Lead scoring is a long term initiative – and a lead that isn’t immediately qualified might stick around in your database for months until they finally see an email that sparks their interest, causing them to take several actions on your website that push them over your qualification threshold.

Demographic Scoring

The first step of lead scoring is to assign a score to a lead based on information that the person puts into forms or implied through activity or a database entry.

For example, depending on your target market and the people that have been most likely to do business with you in the past, you might assign a different value for each industry – and a higher value for job titles that represent decision makers in their companies.

You might also assign values for countries (with lower/no values for countries that you don’t do business with), or other characteristics that represent the composition and description of the lead/account – like the size of the customer company or their total revenue.

Demographic scoring is basically your answer to, “Who is this person, and can we successfully sell to them?”

Behavioral Scoring

Behavioral scoring, on the other hand, is the answer to, “What is this person doing, and do they want to do business with us?”

In behavioral scoring, people are given points based on their actions on your website or in another sales channel. For example, you might assign a higher value to someone visiting more than one product related page and your pricing page, but a lower value to someone signing up for your newsletter.

Actions that imply willingness to purchase (based on past patterns) should be weighted more heavily than actions that represent curiosity or casual interest – so when someone fills out a free trial form for your software product, the lead score would be higher then if that person were to download an educational whitepaper.

The trick to behavioral scoring is to ensure that your leads have to make some interaction with your company and its content before they are passed to sales – so your sales team isn’t relying solely on a cold call to pique the lead’s interest.

Negative Scoring

Sometimes, you want to deduct points from one of your leads, and negative scoring allows you to decrease a lead’s score (and priority). For example, if a contact visits the employment page of your website, it is usually cause enough to subtract points from their lead score since job seekers aren’t exactly looking to purchase products or services.

Similarly, contacting people that unsubscribe from newsletters or marketing campaigns are not among a salesperson’s highest priorities, so your lead scoring model might deduct points from that contact as well.

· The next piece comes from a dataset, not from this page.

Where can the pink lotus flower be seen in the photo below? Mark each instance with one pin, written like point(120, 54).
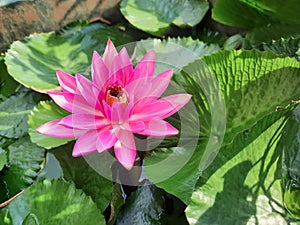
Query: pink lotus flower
point(119, 102)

Lead Scoring and Marketing Analytics

As you can imagine, marketing analytics plays heavily into lead scoring. Having a business analyst that can work with both marketing and sales to identify patterns is important to getting a lead scoring model right the first time. Your analyst will be able to compare customer records with a lead’s activity on your website, and can identify which activities lead to people become customers. Those activities are more valuable to your business, therefore their lead scores will be higher.

Automating Your Lead Scoring Model

Obviously, you aren’t likely to score leads manually. Marketing automation software can aid in examining your contacts’ profile and history, then assign a lead score accordingly. The lead score value then needs to be passed into your CRM system so your sales reps can use that intelligence as they work leads.

For example, HubSpot’s CRM will show your sales rep a contact’s lead score along with the contact record and complete list of interactions a contact has had with your website or email. HubSpot will also synch a lead score with Salesforce so your sales reps can get up-to-the-minute lead scores inside Salesforce.

Action item: Think about how lead scoring might help your sales team prioritize the leads they get. Properly researching and following up with leads can be a time consuming process. Could a lead scoring model empower your sales team to sell more?